- Guanagazapa Location within Guatemala
- Coordinates: 14°14′N 90°39′W﻿ / ﻿14.233°N 90.650°W
- Country: Guatemala
- Department: Escuintla

Area
- • Total: 386.2 km^{2} (149.1 sq mi)

Population (2023 estimate)
- • Total: 17,565
- • Density: 45.48/km^{2} (117.8/sq mi)

= Guanagazapa =

Municipality of Escuintla Department, Guatemala

Guanagazapa (/es/) is a city and a municipality in the Escuintla department of Guatemala. It covers an area of approximately 386.2 km2. As per 2023 estimates, it has a population of about
17,565 inhabitants.

==History==
As per a document from the government archives, the original settlement of Guanagazapa was destroyed by a fire in 1808, and the inhabitants were forced to move to a new location. The population, which included 157 indigenous people and 25 Ladinos, settled in on a new place known as Los Apantes or Los Jobales, as recorded by the mayor of Escuintla and the head priest of the parish. This location was about 2 km from the current location, and no official document is available that refers to the establishment of the municipality itself. As per a government notice on 16 June 1915, the municipality of Guanagazapa was restored along with other municipalities in the region.

==Geography==
Guanagazapa is a municipality in the Escuintla Department in Guatemala. It is spread over an area of 386.2 km2. It lies in the southeastern part of the department, about 25 km from the departmental capital of Escuintla. It borders the municipalities of San Vicente Pacaya to the north, Iztapa to the south, Pueblo Nuevo Viñas and Taxisco to the east, and Escuintla and Masagua to the west. The northern part of the municipality consists of mountainous terrain, the central part is the populated urban area, while the south and south east form the plains, which consist of agricultural and pastoral lands.
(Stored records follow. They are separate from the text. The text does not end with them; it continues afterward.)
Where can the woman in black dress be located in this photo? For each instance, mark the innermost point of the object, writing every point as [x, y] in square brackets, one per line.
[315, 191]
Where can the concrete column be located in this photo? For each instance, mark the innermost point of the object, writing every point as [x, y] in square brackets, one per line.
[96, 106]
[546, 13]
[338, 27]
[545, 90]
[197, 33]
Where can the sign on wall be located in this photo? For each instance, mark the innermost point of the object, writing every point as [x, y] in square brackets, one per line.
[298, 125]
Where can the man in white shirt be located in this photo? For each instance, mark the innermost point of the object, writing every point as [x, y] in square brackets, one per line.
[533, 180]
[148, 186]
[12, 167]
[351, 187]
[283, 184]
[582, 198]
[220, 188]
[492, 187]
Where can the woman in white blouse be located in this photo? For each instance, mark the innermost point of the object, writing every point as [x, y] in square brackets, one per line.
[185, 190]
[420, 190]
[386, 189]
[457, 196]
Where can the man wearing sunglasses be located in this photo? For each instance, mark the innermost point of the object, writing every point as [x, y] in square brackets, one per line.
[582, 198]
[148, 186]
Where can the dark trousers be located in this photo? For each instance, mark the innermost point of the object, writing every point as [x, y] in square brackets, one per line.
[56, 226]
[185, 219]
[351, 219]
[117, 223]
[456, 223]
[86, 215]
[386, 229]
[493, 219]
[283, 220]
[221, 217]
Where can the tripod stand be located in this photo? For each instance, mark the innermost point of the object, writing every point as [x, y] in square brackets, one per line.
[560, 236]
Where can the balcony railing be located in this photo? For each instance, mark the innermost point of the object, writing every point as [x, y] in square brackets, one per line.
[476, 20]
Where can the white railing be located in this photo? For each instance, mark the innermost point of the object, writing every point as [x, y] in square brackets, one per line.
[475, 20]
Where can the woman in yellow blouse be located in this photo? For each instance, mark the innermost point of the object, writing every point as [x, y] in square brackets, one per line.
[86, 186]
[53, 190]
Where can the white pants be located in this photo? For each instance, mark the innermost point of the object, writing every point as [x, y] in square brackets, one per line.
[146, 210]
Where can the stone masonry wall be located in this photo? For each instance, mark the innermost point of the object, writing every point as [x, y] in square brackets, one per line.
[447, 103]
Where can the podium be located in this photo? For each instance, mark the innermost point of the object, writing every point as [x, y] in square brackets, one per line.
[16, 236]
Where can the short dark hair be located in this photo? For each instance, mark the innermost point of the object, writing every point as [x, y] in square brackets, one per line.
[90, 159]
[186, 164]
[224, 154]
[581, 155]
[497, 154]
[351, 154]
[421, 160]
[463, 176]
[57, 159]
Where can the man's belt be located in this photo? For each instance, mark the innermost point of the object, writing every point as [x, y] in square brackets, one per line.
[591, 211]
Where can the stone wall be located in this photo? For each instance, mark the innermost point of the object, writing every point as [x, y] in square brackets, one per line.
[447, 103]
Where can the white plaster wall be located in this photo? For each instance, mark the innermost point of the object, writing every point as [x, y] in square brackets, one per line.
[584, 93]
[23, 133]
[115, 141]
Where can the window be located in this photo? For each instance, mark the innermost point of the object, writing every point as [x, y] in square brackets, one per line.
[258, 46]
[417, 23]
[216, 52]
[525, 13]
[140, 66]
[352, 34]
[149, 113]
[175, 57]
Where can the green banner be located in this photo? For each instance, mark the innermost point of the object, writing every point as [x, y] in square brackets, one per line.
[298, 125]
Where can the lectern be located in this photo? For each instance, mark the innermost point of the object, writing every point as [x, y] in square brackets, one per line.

Located at an elevation of 342.74 m above sea level, Guanagazapa has a tropical monsoon climate (Köppen climate classification: Am). The municipality has an average annual temperature of 24.76 C, and receives about 117.21 mm of rainfall annually.

==Demographics==
The municipality had an estimated population of 17,565 inhabitants in 2023. The population consisted of 9,130 males and 8,435 females. About 33.2% of the population was below the age of fourteen, and 5.0% was over the age of 65 years. Majority of the population (76.6%) was classified as rural, while 23.4% lived in urban areas. About 68.9% of the inhabitants were born in the same municipality. Ladinos (82.2%) formed the major ethnic group, with Maya (17.5%) forming a significant minority. The municipality had a literacy rate of 81.0%, and Spanish (92.7%) was the most spoken language.